News and Press

2017 To-Do List for Supply Chain Managers

by LPS Insights, on February 20, 2017

supply chain manager checklist

2017 To-Do List for Supply Chain Managers

For the past three months, logistics and supply chain management pros have been weighing in on their predictions, crystal ball insights, and guesses around what we should all expect in 2017. We’ve been curating the best of these forecasts and sharing them with you on the LPS blog.

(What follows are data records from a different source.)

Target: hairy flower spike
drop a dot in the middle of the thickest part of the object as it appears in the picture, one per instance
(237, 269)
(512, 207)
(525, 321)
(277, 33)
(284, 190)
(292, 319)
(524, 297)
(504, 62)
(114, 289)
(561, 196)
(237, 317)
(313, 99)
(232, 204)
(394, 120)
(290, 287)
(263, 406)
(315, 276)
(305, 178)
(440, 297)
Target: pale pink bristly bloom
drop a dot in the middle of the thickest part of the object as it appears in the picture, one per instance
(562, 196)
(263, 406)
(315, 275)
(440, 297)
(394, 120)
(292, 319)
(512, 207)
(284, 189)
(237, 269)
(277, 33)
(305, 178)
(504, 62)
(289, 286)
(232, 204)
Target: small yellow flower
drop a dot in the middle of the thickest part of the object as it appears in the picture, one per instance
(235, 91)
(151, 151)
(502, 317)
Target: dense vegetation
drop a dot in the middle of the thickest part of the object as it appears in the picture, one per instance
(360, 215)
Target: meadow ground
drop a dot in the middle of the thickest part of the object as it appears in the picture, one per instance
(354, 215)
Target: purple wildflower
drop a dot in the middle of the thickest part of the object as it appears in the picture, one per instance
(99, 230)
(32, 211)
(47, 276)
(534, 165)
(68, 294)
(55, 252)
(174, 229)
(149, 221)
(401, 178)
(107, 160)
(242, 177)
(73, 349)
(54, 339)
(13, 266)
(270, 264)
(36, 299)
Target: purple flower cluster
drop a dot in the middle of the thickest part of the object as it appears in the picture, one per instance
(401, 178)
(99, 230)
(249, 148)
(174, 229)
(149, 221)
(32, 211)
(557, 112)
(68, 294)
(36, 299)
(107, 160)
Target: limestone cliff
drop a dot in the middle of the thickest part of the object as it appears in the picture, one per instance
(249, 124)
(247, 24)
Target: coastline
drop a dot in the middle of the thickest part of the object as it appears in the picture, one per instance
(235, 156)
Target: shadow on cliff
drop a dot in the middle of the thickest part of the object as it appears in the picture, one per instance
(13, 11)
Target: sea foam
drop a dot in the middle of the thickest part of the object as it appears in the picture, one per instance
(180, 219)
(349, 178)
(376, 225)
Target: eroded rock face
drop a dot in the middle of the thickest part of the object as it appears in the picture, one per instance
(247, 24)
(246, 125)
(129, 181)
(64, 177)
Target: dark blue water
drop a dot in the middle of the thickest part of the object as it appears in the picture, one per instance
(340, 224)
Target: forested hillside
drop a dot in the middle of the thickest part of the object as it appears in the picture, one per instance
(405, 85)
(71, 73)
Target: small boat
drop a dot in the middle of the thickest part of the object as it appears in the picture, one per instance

This week, we share the key takeaways from an article by Michael Gravier, associate professor of marketing and global supply chain at Bryant University, in an article he wrote for Industry Week magazine. Dr. Gravier brings to our attention “10 Supply Chain New Year’s Resolutions for 2017.”


Let’s break it down

  1. Monitor supply chain complexity—2016 saw a record number of recalls affecting huge global companies—VW and Samsung for example. The author suggests that “Processes and organizations need to be redesigned to simplify interactions.”
  1. Engage more with government—“Governments at all levels increasingly offer services and platforms to coordinate and facilitate supply chains, such as in Customs/Homeland Security, food safety, tracking ethical sourcing, etc. Smart supply chain managers will influence their destinies by engaging with government at all levels from local economic development to transportation and safety and labor safety, wages, and lifestyles,” he says.
  1. Write better contracts—The author says that it’s time for supply chain managers to look at their contracts to make sure they are “incentivizing the right behaviors within their companies.”
  1.  Be more transparent—With increasing scrutiny around safety and the environmental impact of consumer and industrial goods, it behooves companies to be open and “transparent about their supply chain practices.”
  1. Become more lean—“The past few decades saw a revolution in lean manufacturing. But that’s just the beginning,” asserts Dr. Gravier. Supply chains must be prepared to support the evolving practices of companies like Amazon and CVS. “Retailers will have to be able to change their inventory more quickly to survive, and all levels of the supply chain will have to become more ‘lean’ than ever to adapt quickly enough to customer demands.”
  1. Focus less on producing a product, and more on providing an experience— “Customers are no longer satisfied with taking on all the risk in a purchase experience,” says Dr. Gravier. What that means is the supply chain is inextricably linked to a product’s brand and quality. But keep this in mind says the author, “No matter how small a part you play in delivering that final experience, you will suffer just as much for a poor outcome.”
  1. Know what your workers are worth—“Automation is the future,” says the author and supply chain managers must be ready to embrace it. Labor is the number one expense in supply chains. Managers must look to automation to reduce costs and add value.
  1. Be ready for even more global trade—Even though a new administration is altering our landscape of trade partnerships, “On the whole, smart supply chain managers should count on the continued march of globalization.”
  1. Be a more inclusive leader—“The evidence shows that diversity is a smart strategy, with more diverse suppliers bringing new business and helping connect with customers in new ways.
  1. Embrace technology—“Embracing technology provides a powerful way to digitize the supply chain,” observes the author. Therefore, “supply chain leaders must recognize the inevitable, and embrace comprehensive digitalization policies.”